What EKG finding is commonly seen in dilated cardiomyopathy?

Explanation:
In dilated cardiomyopathy, the heart undergoes dilation and systolic dysfunction, and the conduction system can become affected as the ventricle remodels. This often translates to changes on the ECG that include conduction abnormalities—most commonly Left Bundle Branch Block—and nonspecific repolarization abnormalities reflected as nonspecific ST-T changes. The combination of nonspecific ST-T changes with Left Bundle Branch Block is a pattern you can see in dilated cardiomyopathy because the dilated, scar-prone ventricle disrupts normal conduction and alters repolarization across multiple leads.

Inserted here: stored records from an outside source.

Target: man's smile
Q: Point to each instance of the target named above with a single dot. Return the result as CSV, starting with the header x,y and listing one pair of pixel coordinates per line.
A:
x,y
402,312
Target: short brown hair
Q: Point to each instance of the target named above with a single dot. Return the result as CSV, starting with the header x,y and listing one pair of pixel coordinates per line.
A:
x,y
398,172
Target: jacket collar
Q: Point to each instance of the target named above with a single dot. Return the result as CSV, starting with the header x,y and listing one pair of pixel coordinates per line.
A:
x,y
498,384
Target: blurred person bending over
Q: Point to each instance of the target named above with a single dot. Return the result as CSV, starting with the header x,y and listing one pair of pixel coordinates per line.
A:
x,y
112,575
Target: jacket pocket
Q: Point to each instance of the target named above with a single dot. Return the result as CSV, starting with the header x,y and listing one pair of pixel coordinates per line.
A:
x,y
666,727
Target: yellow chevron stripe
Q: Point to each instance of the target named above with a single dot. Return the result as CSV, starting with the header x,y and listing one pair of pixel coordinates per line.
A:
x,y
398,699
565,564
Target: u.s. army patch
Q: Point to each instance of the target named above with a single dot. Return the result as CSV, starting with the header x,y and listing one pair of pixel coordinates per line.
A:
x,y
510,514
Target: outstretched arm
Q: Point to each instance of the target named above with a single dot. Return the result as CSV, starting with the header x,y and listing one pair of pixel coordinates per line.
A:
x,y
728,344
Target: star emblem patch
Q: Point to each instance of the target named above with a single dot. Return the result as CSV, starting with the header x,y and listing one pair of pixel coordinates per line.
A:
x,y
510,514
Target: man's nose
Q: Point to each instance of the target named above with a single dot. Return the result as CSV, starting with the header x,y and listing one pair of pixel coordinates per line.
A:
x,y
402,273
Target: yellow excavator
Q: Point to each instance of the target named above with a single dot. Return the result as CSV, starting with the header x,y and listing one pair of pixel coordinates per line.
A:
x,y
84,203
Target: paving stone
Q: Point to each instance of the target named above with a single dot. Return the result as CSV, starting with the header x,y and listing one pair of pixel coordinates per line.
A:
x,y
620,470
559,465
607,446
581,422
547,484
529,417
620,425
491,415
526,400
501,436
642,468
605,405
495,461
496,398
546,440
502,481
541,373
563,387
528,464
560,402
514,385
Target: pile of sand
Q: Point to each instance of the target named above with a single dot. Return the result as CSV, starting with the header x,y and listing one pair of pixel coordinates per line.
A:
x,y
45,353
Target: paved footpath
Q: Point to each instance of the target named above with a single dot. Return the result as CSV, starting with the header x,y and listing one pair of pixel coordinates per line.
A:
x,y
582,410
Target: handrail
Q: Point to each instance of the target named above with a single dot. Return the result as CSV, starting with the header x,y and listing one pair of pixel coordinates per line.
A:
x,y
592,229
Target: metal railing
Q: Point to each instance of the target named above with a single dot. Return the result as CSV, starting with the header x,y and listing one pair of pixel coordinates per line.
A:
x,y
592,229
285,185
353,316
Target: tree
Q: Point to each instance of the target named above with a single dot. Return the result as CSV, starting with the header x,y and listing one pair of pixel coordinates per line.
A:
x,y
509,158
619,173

It captures both a conduction delay and the global, non-specific repolarization disturbances that accompany the structural changes in DCM. Peaked T waves point more toward conditions like hyperkalemia, where the T waves become tall and narrow. A short QT interval suggests electrolyte disturbances or certain genetic syndromes, not typically a hallmark of dilated cardiomyopathy. The idea of no abnormalities is unlikely in DCM, since the structural disease frequently produces recognizable changes on ECG, especially conduction delays such as Left Bundle Branch Block.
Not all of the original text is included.